小松甜绘努力平复了自己的心情,松开拳头,转身离开。
回到家中,小松甜绘本来在厨房里准备做菜,切菜的时候,她看着手中七寸的刀,竟缓缓停下手上的动作。
吐出一口气,下定决心不再管慈河这件事。
菜切好,有人打电话,小松甜绘掏出手机:“喂。”
是警视厅的人,请她去录个口供。
小松甜绘立刻放下手上的活,穿上外套,出门前往警视厅。
到的时候,还有三个妇女也进入了警视厅,只见那三个一把鼻涕一把泪的在警视厅门口。
小松甜绘不想多管,这种场景在米花町不要太常见了。
四人同时进入了警视厅,刚好有个和小松甜绘一起去查看埋尸地点的警察在那。
那个警察上来:“这个老师,录完口供就可以走了。”
小松甜绘轻轻点头,缓步离开。
……
出来时,却看见那三个妇女还在,居然跪在大厅那里哭,小松甜绘虽然有点点无语,但是一句话没有说,大步离开了。
周日。
小松甜绘自己做饭实在太难吃,她甚至觉着喂狗狗都不吃,于是干脆出门吃饭,去了一家拉面馆吃拉面。
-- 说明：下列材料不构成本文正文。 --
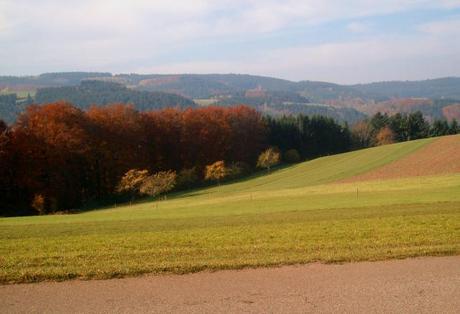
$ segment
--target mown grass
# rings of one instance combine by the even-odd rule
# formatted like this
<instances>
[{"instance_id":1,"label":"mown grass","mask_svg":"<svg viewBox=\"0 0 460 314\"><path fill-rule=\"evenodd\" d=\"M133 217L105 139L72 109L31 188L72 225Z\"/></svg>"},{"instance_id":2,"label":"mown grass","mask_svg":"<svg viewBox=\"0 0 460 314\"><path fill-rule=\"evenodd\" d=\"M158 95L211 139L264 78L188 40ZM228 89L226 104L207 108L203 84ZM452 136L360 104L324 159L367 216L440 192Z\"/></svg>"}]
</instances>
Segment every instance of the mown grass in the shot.
<instances>
[{"instance_id":1,"label":"mown grass","mask_svg":"<svg viewBox=\"0 0 460 314\"><path fill-rule=\"evenodd\" d=\"M0 282L459 254L459 174L331 183L429 142L326 157L168 201L0 219Z\"/></svg>"}]
</instances>

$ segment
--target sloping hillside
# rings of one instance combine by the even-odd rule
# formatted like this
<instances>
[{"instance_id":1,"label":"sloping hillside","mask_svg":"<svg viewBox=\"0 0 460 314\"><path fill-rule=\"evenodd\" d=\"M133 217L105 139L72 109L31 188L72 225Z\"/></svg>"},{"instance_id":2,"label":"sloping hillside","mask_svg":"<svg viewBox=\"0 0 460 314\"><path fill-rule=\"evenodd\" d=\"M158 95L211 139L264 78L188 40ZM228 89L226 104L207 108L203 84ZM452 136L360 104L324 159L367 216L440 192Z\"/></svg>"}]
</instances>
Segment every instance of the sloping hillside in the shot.
<instances>
[{"instance_id":1,"label":"sloping hillside","mask_svg":"<svg viewBox=\"0 0 460 314\"><path fill-rule=\"evenodd\" d=\"M319 158L168 200L3 218L0 282L457 255L456 170L338 182L410 156L423 158L420 153L442 140ZM460 155L451 163L458 165Z\"/></svg>"}]
</instances>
到那,遇到了那天和她一起去找尸体的年轻警察,打了个招呼并点好餐之后坐到了年轻警察所在的那张桌子边,她想问问对于那三个学生的判决出来没有?
刚刚坐下,就看见年轻警察一脸的恼火。
“怎么了?不太高兴啊。”小松甜绘问。
年轻警察抬起头,看到是小松甜绘,一改脸上脸色:“唉,没事,一点点案件罢了——但其实好像也没和我有多大关系”
小松甜绘一愣,还是说:“说来听听嘛,我看看是什么案件让警察都愁眉苦脸的。”
年轻警察放下筷子:“也没多大事,就是,当时那三个学生的家长居然觉得他们已经道歉了,就和他们的孩子没有任何关系,甚至要我们警视厅放了三个学生……”
小松甜绘刚刚接过拉面,里面愣住了:“什么?”
“就是,那三个学生的家长觉得道歉都道了,我们警视厅和受害人的家长不能再盯着这事不放了……可才刚刚上诉,怎么能自己放了呢,而且……而且受害人那样了,凭什么,然后,我们就不肯放人,结果呢,那些个家长居然还来闹,我气不过,就请假出来了。”年轻警察说着长长叹了一口气,继续自己吃自己的拉面。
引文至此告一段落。